Victoria González-Rivera, Ph.D.
Associate Professor
Office: AL-394
Email: [email protected]
Dr. Victoria González-Rivera has been living on the U.S./Mexico border since 1999 and considers this region her second home. The daughter of a Nicaraguan man and a white U.S.-American woman, she grew up in a small town in north-central Nicaragua during the last years of the right-wing Somoza dictatorship, the leftist insurrection of 1978, the Sandinista revolution of 1979, and the Contra War of the early 1980s. After graduating with a B.A. in History, Women’s Studies, and Latin American Studies from Oberlin College in 1990, she obtained her M.A. in Latin American History from the University of New Mexico and the Ph.D. in Latin American History from Indiana University. Professor Gonzalez-Rivera is the first woman of Nicaraguan ancestry to obtain a Ph.D. in Latin American History from a U.S. university and is a pioneer in the fields of Nicaraguan women’s and LGBTQ history. In 2001 she co-edited the book Radical Women in Latin America. Left and Right. Her second book, Before the Revolution. Women’s Rights and Right-Wing Politics in Nicaragua, 1821-1979, was published by Penn State University Press in 2011. With the support of a 2017-2018 American Council of Learned Societies (ACLS) Collaborative Fellowship, she is co-authoring a third book on 500 years of Nicaraguan LGBT history.

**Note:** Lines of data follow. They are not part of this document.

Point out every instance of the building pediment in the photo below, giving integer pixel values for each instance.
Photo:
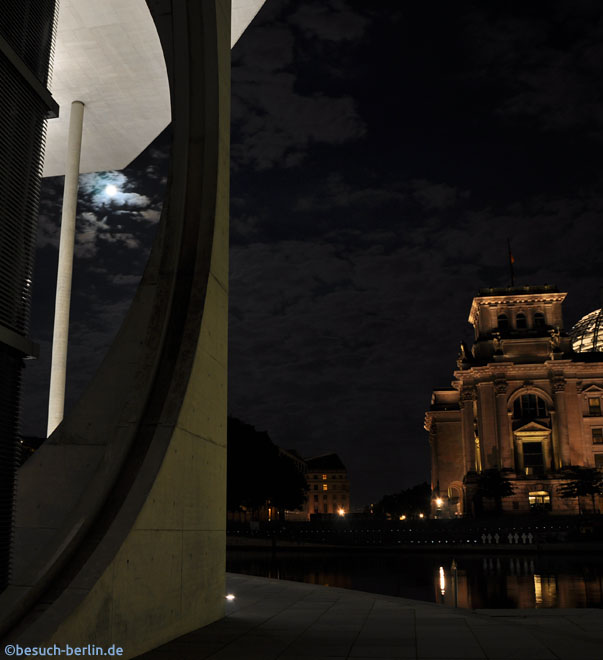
(532, 428)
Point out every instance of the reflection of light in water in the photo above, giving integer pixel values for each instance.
(545, 591)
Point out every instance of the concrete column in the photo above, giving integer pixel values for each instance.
(56, 399)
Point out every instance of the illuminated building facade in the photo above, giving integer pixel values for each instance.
(26, 44)
(526, 399)
(328, 486)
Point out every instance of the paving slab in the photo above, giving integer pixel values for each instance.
(281, 620)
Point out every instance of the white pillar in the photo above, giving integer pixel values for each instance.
(56, 400)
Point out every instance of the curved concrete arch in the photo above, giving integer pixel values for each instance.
(120, 515)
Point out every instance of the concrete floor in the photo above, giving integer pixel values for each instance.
(272, 619)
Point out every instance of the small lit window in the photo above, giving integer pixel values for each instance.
(532, 455)
(539, 499)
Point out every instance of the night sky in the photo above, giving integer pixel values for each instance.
(382, 153)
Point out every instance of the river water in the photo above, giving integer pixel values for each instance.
(480, 581)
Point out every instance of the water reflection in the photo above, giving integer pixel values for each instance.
(470, 581)
(520, 582)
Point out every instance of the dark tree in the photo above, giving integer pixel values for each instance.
(258, 474)
(491, 484)
(582, 481)
(408, 502)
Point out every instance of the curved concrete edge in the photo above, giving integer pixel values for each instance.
(117, 508)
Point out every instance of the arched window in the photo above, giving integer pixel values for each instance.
(529, 406)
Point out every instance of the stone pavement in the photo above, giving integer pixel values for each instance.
(272, 619)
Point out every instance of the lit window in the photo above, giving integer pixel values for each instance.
(529, 406)
(532, 455)
(539, 499)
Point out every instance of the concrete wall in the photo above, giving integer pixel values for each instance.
(121, 514)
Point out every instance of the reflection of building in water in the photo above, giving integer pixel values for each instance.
(525, 399)
(516, 583)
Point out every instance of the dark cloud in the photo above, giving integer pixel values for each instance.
(382, 155)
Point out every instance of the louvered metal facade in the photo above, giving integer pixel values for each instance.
(26, 43)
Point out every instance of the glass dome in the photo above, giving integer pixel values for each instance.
(587, 334)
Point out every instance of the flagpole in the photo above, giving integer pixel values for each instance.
(511, 262)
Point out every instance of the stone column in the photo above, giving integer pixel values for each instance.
(505, 437)
(561, 422)
(60, 337)
(467, 398)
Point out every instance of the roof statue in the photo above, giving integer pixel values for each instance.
(587, 334)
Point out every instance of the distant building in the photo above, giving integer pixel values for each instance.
(525, 399)
(328, 486)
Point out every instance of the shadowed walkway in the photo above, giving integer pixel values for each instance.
(289, 620)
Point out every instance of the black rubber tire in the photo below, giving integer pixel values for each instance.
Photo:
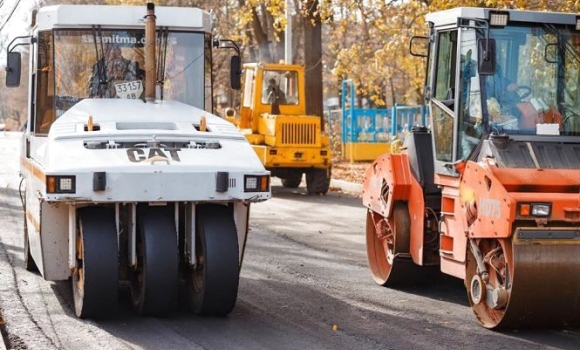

Professor Gonzalez-Rivera has been part of the Department of Chicana and Chicano Studies since 2005. She teaches courses on Mexican and Chicana/o history. Her classes address the history of colonial Mexico and the history of Chicana/os in the U.S. in the period after the Mexican American war. In addition to her work as a teacher and mentor at SDSU, she is an active member of her community and serves on several non-profit boards.